In the Type Family version, just the definition for f gives error 'f0' is untouchable. (You can suppress that with AllowAmbiguousTypes; that just postpones the error to appear against g.) Let's ignore g here on.

Then without AllowAmbiguousTypes, the error message for f gives more info:

• Couldn't match type ‘f0’ with ‘f’
    ‘f0’ is untouchable
      inside the constraints: F k ~ B f0
      bound by the type signature for:
                 f :: F k ~ B f0 => f0 k
  ‘f’ is a rigid type variable bound by
    the type signature for:
      f :: forall (f :: * -> *). (forall k. F k ~ B f => f k) -> A
  Expected type: f0 k
    Actual type: f k

Aha! a rigid type variable problem. I guess because f is fixed by the equality constraint from k, which is also rigid because ...

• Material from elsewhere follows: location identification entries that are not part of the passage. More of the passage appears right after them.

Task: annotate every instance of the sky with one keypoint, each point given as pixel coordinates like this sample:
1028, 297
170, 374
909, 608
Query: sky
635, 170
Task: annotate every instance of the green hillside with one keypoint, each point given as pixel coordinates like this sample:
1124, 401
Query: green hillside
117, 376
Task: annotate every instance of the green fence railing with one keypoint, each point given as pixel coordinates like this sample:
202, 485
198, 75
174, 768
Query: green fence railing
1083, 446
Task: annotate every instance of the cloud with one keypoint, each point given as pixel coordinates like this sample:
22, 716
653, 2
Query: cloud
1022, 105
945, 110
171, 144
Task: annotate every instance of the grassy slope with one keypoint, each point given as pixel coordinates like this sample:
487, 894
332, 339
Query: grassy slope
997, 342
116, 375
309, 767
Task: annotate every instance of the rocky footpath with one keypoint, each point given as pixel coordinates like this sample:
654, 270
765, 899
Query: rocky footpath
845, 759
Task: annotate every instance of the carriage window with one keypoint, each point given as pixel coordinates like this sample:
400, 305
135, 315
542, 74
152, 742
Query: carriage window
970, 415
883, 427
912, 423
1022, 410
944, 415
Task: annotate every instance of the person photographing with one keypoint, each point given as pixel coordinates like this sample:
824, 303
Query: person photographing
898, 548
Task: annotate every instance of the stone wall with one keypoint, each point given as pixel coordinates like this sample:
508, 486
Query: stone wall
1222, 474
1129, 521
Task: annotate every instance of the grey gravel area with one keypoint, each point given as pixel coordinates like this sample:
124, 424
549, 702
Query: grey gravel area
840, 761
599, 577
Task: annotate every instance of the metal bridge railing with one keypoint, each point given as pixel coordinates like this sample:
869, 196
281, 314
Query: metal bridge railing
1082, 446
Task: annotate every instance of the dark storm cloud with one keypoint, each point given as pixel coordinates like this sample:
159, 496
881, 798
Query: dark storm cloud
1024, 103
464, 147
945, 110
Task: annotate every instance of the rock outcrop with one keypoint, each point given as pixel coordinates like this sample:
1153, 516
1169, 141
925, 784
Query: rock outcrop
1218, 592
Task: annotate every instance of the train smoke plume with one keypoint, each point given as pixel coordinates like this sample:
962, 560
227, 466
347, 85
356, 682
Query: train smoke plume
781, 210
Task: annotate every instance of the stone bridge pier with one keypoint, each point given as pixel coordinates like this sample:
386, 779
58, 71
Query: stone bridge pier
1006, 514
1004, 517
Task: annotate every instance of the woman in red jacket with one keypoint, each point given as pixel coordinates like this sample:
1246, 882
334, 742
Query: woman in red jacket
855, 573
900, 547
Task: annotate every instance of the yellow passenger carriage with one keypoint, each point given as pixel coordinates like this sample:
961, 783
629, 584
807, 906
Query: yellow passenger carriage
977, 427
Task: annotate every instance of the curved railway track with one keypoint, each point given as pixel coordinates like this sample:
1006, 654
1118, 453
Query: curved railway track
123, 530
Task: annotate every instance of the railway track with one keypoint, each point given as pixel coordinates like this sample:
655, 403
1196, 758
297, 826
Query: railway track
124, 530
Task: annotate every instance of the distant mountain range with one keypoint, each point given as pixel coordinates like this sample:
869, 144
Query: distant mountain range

Turning to the FunDep version without g, at what types can we call f? Try

f (undefined undefined :: X a)           -- OK
f (undefined "string"  :: X String)      -- rejected
f  Nothing                               -- OK
f (Just 'c')                             -- rejected

The rejection message (for the X String example) is

• Couldn't match type ‘k’ with ‘String’
  ‘k’ is a rigid type variable bound by
    a type expected by the context:
      forall k. C k (B X) => X k
  Expected type: X k
    Actual type: X String
• In the first argument of ‘f’, namely
    ‘(undefined "string" :: X String)’

Note the message is about k, not f which is determined from the FunDep -- or would be if we could find a suitable k.

Explanation

The signature for function f says k is existentially quantified/higher ranked. Then we can't allow any type information about k to escape into the surrounding context. We can't supply any (non-bottom) value for k, because its type would invade the forall.

Here's a simpler example:

f2 :: forall f. (forall k. f k) -> A
f2 _ = undefined

f2 Nothing                                 -- OK
f2 (Just 'c')                              -- rejected rigid type var

So that the original FunDep version compiles is a distraction: it can't be inhabited. (And that's a common symptom with FunDeps, as per my earlier suspicion.)